The Feast of the Annunciation is a Royal Feast, one of the 12 Royal Feasts of the Ecclesiastical Year. This is a good opportunity for us to reflect upon the Virgin Mary’s mission, her life of prayer, and our spiritual journey through Great Lent.
It is fitting now for us to remember the manner in which the Virgin Mary lived in the Temple in Jerusalem for 12 years prior to the moment of the Annunciation. This period of 12 years was dedicated to the reading of the Holy Scriptures and other holy writings, to prayer and meditation, in hesychastic seclusion in preparation for receiving her mission. The Virgin Mary’s life in the Temple showed her to be worthy of the Good News brought by the Archangel Gabriel. The Archangel’s greeting shows the purity, innocence, and inner beauty with which the Virgin had adorned herself through her prayer in the Temple. It shows her to be “full of grace.” It is only in this state that she can receive the news that “the Holy Spirit will come upon you, and the power of the Highest will overshadow you; therefore, also, that Holy One who is to be born will be called the Son of God” (Luke 1:35). And she will respond in the name of all humanity, “Behold the maidservant of the Lord! Let it be to me according to your word” (Luke 1:38). She will offer herself with her entire being to the work of God, receiving through faith that which reason could not comprehend.
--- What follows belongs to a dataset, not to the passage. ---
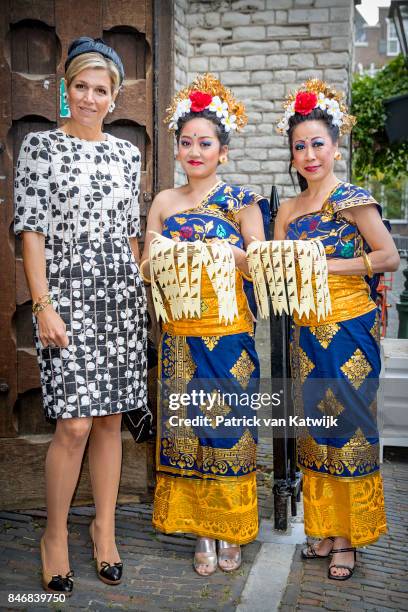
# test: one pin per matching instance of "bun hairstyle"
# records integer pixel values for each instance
(317, 114)
(223, 136)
This special calling of the Virgin was not without trials. Righteous Simeon’s announcement at the Meeting of the Lord that “a sword will pierce through your own soul” (Luke 2:35) was fulfilled. The Virgin who received the Announcement in the Temple became, through her trials, the Mother of God who received the Crucified in her arms, but also the Mother of all of us who believe in the Crucified and Risen One.
This “becoming” of the Mother of God is a model for every Christian. God allows trials for everyone for his/her own “becoming.” And we will pass through trials with the help of the One who became our Mother at the feet of her Son’s Cross. The prayers of the Church are full of this faith in the power of the intercession and help of the Mother of God.
In the Paraklesis to the Theotokos we beseech the help and protection of the Mother of God in all the troubles and weaknesses of our life. We call her “a protection and shelter, treasury of healings, intercessor and wall unshakable, protector of Christians.” In the Akathist to the Protection of the Theotokos we say that her hands are ever raised in prayer from her love and mercy toward us. In the Akathist to the Theotokos, the Joy of all Who Sorrow, we all beseech her to help us in troubles: “O Most Holy Lady Theotokos, higher than the cherubim and more honored than the seraphim, Virgin chosen of God, the joy of all who sorrow; grant also comfort to us who are in the midst of troubles, for apart from you we have no other rescue and help. You alone are the mediator of our joy and as the Mother of God and the Mother of mercies, standing before the throne of the Holy Trinity, you can help us. For no one who prays to you in faith will be ashamed.” We affirm our faith in her quickly answered prayers to her Son, and we put our hope in her as the Mother of all Christians, especially of those in trials and tribulations!